Open fonty422 opened 3 years ago

fonty422 commented 3 years ago

Faust appears to support a sliding window. Any chance this package currently supports a sliding window and whether there are any limitations on how large that window can get in either time-size or record size before it no longer performs?

afausti commented 3 years ago

That would be an interesting addition to enable this package to compute moving averages, for example. Did you see any documentation on Sliding widow in Faust? the only options I found are Hopping and Tumbling windows.

As for the performance, Faust leverages Kafka's parallelism model. In principle, if you need a large sliding window or process large messages you can increase the number of topic partitions and run more Faust workers.

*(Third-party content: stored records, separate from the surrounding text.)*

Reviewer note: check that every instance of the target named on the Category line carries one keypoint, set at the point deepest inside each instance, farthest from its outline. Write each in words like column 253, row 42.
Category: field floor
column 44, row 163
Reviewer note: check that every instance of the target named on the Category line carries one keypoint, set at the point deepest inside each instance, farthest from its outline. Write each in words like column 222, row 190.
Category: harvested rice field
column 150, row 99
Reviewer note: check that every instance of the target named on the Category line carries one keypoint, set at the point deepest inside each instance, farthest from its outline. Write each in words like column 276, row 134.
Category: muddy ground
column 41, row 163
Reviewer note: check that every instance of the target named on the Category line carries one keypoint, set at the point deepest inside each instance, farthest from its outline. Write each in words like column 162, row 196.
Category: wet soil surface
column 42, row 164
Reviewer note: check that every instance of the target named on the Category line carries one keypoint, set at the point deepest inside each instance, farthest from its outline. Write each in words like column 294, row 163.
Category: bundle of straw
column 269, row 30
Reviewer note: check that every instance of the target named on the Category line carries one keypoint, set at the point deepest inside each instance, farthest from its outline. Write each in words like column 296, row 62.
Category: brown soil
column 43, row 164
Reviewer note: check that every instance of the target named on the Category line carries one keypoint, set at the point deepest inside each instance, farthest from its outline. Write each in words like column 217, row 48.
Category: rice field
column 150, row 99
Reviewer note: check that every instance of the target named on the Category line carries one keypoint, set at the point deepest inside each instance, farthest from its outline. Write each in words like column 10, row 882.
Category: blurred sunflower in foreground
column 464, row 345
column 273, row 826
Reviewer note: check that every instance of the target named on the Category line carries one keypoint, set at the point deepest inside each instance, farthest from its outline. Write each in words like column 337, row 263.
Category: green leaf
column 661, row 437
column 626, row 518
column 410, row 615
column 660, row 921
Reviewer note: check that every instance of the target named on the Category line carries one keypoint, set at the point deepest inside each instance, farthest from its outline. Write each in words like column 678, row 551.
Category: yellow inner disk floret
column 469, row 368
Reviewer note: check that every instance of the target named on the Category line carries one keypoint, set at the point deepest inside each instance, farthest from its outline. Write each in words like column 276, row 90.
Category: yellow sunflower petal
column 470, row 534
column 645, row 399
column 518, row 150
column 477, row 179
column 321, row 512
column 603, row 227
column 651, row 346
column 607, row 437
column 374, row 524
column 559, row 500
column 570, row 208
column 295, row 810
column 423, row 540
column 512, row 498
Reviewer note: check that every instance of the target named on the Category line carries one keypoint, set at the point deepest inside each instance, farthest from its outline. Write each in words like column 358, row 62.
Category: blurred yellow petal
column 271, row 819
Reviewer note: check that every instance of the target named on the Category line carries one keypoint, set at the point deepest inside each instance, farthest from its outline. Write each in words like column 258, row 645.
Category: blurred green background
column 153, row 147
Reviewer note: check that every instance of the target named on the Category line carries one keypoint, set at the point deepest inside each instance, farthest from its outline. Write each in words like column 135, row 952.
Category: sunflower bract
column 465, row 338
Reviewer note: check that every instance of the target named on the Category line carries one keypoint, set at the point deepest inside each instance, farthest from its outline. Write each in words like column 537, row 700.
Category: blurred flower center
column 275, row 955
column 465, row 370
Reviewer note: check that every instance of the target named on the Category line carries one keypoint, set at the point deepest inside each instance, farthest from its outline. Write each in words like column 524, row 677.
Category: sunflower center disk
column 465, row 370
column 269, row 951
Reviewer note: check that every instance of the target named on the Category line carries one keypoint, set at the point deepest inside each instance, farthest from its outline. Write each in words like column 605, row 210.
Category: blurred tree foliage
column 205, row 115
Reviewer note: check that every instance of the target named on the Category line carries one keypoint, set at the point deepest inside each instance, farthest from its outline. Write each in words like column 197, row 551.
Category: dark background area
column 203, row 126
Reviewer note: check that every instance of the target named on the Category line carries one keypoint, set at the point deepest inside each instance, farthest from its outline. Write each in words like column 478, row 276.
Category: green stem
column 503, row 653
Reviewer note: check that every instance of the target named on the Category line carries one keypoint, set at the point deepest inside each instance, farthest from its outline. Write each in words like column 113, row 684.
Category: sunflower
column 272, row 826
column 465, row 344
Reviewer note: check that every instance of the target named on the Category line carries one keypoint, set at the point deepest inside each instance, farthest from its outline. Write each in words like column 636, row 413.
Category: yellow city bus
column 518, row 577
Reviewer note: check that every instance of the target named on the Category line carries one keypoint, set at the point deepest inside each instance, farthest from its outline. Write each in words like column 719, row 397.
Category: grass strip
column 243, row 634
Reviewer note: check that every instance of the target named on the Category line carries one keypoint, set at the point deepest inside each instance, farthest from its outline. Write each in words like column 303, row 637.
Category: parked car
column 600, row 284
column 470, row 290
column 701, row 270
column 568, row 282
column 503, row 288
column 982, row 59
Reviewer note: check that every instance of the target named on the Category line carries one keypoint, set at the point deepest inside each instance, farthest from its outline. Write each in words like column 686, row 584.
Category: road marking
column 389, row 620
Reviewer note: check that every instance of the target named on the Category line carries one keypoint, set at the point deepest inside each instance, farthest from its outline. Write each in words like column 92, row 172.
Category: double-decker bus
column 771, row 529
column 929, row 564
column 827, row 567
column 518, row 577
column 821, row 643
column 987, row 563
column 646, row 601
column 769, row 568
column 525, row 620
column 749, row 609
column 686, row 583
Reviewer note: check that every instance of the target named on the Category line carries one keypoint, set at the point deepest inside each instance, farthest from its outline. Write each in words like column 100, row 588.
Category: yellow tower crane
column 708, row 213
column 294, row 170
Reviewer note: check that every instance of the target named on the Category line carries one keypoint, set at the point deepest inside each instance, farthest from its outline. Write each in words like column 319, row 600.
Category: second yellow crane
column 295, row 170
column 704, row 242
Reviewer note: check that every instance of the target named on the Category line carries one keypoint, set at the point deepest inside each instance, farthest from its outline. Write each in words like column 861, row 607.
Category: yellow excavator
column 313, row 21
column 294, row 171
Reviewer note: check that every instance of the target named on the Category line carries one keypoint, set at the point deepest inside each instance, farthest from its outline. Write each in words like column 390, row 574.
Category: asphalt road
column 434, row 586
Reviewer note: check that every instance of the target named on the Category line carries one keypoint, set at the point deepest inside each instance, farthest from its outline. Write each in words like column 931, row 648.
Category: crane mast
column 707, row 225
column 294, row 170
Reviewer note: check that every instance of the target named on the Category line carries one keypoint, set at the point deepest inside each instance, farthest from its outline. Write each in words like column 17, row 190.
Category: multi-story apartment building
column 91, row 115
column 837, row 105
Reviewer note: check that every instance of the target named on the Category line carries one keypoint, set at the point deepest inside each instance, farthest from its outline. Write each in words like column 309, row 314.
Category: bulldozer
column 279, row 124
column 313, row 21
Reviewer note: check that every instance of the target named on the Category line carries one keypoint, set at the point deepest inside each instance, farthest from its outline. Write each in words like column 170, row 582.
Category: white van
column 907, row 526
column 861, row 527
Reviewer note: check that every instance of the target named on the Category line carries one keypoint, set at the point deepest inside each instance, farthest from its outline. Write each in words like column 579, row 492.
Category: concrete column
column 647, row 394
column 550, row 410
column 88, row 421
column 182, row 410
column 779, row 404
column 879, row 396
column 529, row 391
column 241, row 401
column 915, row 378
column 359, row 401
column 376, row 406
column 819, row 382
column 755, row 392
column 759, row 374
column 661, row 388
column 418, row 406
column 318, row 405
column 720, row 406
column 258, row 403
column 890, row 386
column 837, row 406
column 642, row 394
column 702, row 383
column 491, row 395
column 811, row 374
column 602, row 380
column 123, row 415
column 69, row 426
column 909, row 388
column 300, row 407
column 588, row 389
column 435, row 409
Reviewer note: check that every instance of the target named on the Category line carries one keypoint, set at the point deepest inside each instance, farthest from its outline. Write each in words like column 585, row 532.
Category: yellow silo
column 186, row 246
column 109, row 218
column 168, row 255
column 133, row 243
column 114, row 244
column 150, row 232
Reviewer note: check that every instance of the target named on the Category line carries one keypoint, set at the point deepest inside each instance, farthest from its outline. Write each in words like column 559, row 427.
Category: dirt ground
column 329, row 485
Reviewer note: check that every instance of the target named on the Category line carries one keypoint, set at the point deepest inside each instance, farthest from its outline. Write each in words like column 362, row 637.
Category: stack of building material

fonty422 commented 3 years ago

Yeah, there's a sliding window class, and I have an open issue on the faust-streaming repo which provides links to several classes and modules that might provide access. I just can't seem to get any of them to work as I would expect them to. I think in general people would like some basic aggregates - counts, mean, min, max, sum, in a continuously moving window. In my mind the basic way would be to perform a calculation/function when something enters the window, then perform the opposite function to remove that when one exits the window. Normal windows know when something leaves the window.

With my particular use case the issue is that some keyed messages might sporadically produce thousands of messages more than usual or than others, so a particular partition might become overloaded without warning and randomly. Considering the window is 3 months long I wondered whether there's a topic size limit to consider - say 1 message per second for a misbehaving/troubled input, that's ~8M records over the window period. My understanding (and correct me if I'm wrong) is that a stream processor (aka agent) can be run by multiple workers, but those workers can only read from specific partitions, so if you need to process by key then you need to ensure that the keys always end up in the same partition. that makes it painful when performing aggregations if a single partition by chance ends up with a a few million more records than all others. If those aggregations are held in a table, then each worker can only see it's own table and not those of others, meaning you can't split the workload across multiple workers.

If there's another way to do it, please let me know.